1. Dir R.C., Faiman M.D.: "Free radical formation and lipid peroxidation in rat and mouse cerebral cortex slices exposed to high oxygen pressure." Brain Res. 248, 355 1982
2. Gelmers HI.: "New aspects of stroke therapy." Int Sym Calcium Antagonist. New York; feb.1988.
3. Kovachich G.B., Miahara O.P., Clark G.M.: "Depression of cortical Na/K/ATPasi activity in rats exposed to hyperbaric oxygen." Brain Res. 206,229 1981
4. Nakajama S., Meyer J.S., Amato T., Shaw T., Okabe T., Mortel K.F.: "Cerebral vasomotor responseness during 100% Oxygen inhalation in cerebral ischemia." Arc. Neurol. 40,27, 1983.
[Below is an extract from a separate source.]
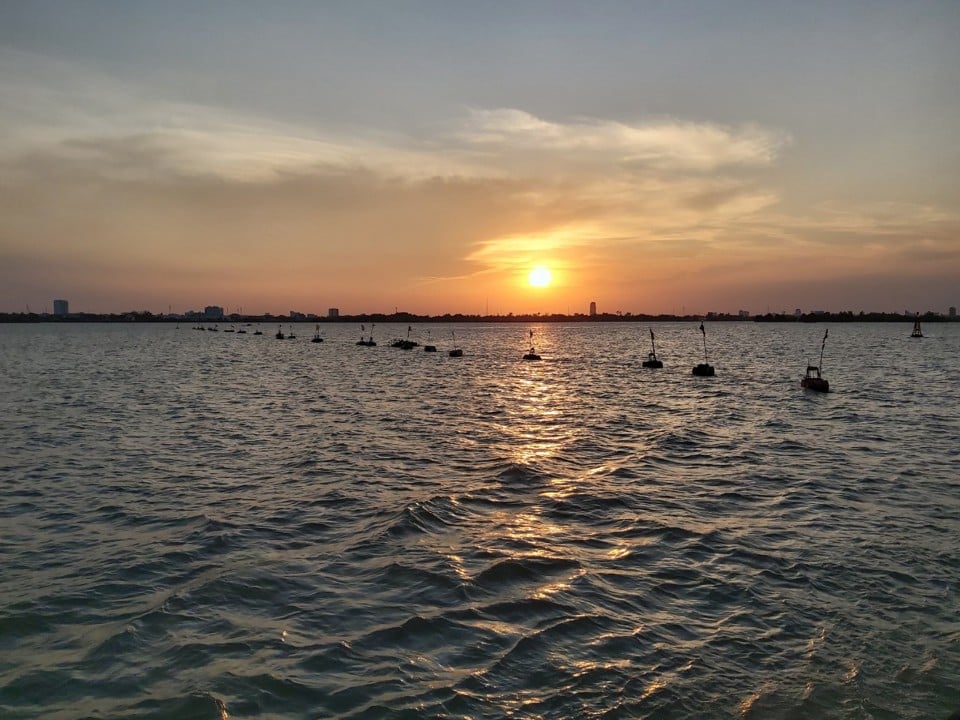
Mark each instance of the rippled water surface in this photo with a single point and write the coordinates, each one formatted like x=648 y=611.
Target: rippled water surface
x=214 y=525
5. Neubauer R.A.: "Regional blood flow studies of the effect of HBO in acute stroke neurologic deficits in 30 cases." Seventh Annual Conf. on Clinical Appl. of HBO. Anaheim CA. June 1982
6. Paulson in Neubauer R.A.: "Hyperbaric oxygen therapy of stroke." A. Review. Landerdale by the sea. Florida USA 1983 7) Shiokawa O., Fujishima M., Yuoi T., Ibayashi S., Yagi H.: "Hyperbaric oxygen therapy in experimentally induced acute cerbral ischemia." Undersea biomedical research 13,3, 337 1986.